The GitHub integration has a discovery provider for discovering catalog entities within a GitHub organization. The provider will crawl the GitHub organization and register entities matching the configured path. This can be useful as an alternative to static locations or manually adding things to the catalog. This is the preferred method for ingesting entities into the catalog.

Installation without Events Support

You will have to add the provider in the catalog initialization code of your backend. They are not installed by default, therefore you have to add a dependency on @backstage/plugin-catalog-backend-module-github to your backend package.

# From your Backstage root directory
yarn --cwd packages/backend add @backstage/plugin-catalog-backend-module-github

And then update your backend by adding the following line:

packages/backend/src/index.ts
// github discovery
backend.add(import('@backstage/plugin-catalog-backend-module-github/alpha'));

Installation with Events Support

For the legacy backend system, please read the sub-section below.

The catalog module for GitHub comes with events support enabled. This will make it subscribe to its relevant topics (github.push) and expects these events to be published via the EventsService.

Additionally, you should install the event router by events-backend-module-github which will route received events from the generic topic github to more specific ones based on the event type (e.g., github.push).

In order to receive Webhook events by GitHub, you have to decide how you want them to be ingested into Backstage and published to its EventsService. You can decide between the following options (extensible):

Legacy Backend System

Please follow the installation instructions at

Additionally, you need to decide how you want to receive events from external sources like

Set up your provider

packages/backend/src/plugins/catalog.ts
import { CatalogBuilder } from '@backstage/plugin-catalog-backend';
import { GithubEntityProvider } from '@backstage/plugin-catalog-backend-module-github';
import { ScaffolderEntitiesProcessor } from '@backstage/plugin-scaffolder-backend';
import { Router } from 'express';
import { PluginEnvironment } from '../types';

export default async function createPlugin(
env: PluginEnvironment,
): Promise<Router> {
const builder = await CatalogBuilder.create(env);
builder.addProcessor(new ScaffolderEntitiesProcessor());
const githubProvider = GithubEntityProvider.fromConfig(env.config, {
events: env.events,
logger: env.logger,
scheduler: env.scheduler,
});
builder.addEntityProvider(githubProvider);
const { processingEngine, router } = await builder.build();
await processingEngine.start();
return router;
}

You can check the official docs to configure your webhook and to secure your request.
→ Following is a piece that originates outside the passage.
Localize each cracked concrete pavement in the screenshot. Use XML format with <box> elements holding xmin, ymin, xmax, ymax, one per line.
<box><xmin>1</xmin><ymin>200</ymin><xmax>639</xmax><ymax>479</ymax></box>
The webhook will need to be configured to forward push events.

Configuration

To use the discovery provider, you'll need a GitHub integration set up with either a Personal Access Token or GitHub Apps. For Personal Access Tokens you should pay attention to the required scopes, where you will need at least the repo scope for reading components. For GitHub Apps you will need to grant it the required permissions instead, where you will need at least the Contents: Read-only permissions for reading components.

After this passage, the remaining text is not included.